Ukrainian-Canadian midwife supports midwives in Ukraine; Emergency skills and association recognition at the ICM top of agenda 

January 25, 2023

Photo: Maternity ward of Kherson City Clinical Hospital after Russian shelling on 27 December 2022.
Attribution: National Police of Ukraine, CC BY 4.0, via Wikimedia Commons.


Midwives in Ukraine have united to form the first Association of Midwives of Ukraine, thanks in part to the efforts of Betty-Anne Daviss, an Ontario midwife, educator, and researcher with historical family ties to Ukraine. Daviss recently traveled to Ukraine where she offered a series of workshops for midwives, obstetricians, and other perinatal specialists from across the country working on the frontlines of the war, focusing on clinical skills for intrapartum emergencies. The workshops were timely for a country whose medical infrastructure has been gravely compromised by the ongoing conflict.

Headshot of Betty-Anne Daviss
Betty-Anne Daviss, RM


The workshops were organized by a small team of dedicated local leads and funded through donations from local and international supporters. Over three days, Daviss provided training to 56 attendees in managing vaginal breech births, postpartum hemorrhage, shoulder dystocia, undiagnosed twins, cord prolapse and other emergencies. Daviss also seized the opportunity to discuss concepts from the Canadian midwifery model of care like informed choice, choice of birthplace and midwife autonomy.

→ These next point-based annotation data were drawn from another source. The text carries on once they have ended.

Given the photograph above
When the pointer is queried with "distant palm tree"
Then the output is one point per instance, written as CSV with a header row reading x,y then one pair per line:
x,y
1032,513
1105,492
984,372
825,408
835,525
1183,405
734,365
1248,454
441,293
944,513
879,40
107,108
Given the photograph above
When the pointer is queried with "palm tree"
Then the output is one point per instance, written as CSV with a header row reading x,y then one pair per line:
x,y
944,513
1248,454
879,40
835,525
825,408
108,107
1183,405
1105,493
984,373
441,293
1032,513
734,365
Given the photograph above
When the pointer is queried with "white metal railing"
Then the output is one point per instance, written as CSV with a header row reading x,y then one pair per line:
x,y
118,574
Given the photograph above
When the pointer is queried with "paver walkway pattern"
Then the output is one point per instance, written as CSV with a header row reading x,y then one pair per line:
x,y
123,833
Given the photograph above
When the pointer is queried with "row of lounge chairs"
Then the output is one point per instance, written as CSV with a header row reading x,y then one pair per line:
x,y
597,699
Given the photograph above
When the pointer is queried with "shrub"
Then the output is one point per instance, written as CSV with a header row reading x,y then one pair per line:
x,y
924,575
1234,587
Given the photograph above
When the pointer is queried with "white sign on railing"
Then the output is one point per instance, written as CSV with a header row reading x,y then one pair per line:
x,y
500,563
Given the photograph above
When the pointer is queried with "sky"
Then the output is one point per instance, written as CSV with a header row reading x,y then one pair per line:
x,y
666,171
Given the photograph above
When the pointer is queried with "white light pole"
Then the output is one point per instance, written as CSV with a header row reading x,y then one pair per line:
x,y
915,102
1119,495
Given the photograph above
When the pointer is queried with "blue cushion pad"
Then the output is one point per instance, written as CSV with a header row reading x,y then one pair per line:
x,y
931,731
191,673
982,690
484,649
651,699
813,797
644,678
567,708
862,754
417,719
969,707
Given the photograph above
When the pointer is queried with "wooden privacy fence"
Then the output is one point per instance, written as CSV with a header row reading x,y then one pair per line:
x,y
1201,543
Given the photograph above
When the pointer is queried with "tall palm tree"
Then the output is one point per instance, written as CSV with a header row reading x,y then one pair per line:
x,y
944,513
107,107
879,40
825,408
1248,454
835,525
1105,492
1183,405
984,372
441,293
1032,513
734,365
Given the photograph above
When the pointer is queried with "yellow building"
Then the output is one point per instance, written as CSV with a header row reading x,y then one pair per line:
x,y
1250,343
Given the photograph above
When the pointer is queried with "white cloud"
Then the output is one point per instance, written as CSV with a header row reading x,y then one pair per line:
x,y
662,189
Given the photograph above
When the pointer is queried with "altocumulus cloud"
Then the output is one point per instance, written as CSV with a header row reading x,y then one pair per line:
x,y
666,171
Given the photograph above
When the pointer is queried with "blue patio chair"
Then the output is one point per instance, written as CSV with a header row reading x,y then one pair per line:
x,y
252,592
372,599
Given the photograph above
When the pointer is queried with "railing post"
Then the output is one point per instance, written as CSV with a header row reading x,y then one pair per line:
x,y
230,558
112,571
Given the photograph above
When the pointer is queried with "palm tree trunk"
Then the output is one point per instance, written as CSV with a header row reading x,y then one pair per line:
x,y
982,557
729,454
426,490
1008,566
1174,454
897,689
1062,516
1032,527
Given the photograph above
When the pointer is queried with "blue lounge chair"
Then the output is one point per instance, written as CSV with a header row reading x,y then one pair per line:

The March 2022 bombing of a maternity ward and hospital in Mariupol highlighted the vulnerability of pregnant Ukrainians in accessing safe places to give birth in wartime. Since the beginning of the war in Ukraine, stories of births occurring in bomb shelters during air strikes have been reported by the international press. Home birth is currently unsupported by the state and most births take place in hospital settings where very few practitioners have ever attended an out-of-hospital birth. The interdisciplinary workshops enabled both midwives and physicians to build their capacity to provide perinatal care outside of their typical environment and opened conversations about how to effectively protect birth in the immediate crisis and beyond. In this emergency wartime context, a role for well-trained midwives in providing autonomous frontline care for uncomplicated pregnancies has been clearly articulated by midwives on the ground working for change.

As during other humanitarian crises, international midwifery associations and individual midwives have led direct relief efforts in Ukraine’s emergency response. In neighbouring Poland, a collaboration with Dobrze Rodzeni / Well Born, a Polish organization of midwives, doulas, psychologists and lactation consultants, has facilitated a pathway for Ukrainian midwives to gain practical home birth experience under the guidance of Polish midwives. The group has also received funding to collect, assemble and deliver birth kits to areas around Ukraine without obstetric care.

To date, the new Association of Midwives of Ukraine has already named a president, joined the International Confederation of Midwives (ICM) and drafted an abstract that has been approved for presentation at the next ICM conference in Bali. Donations to continue the emergency clinical skills workshops are still being accepted.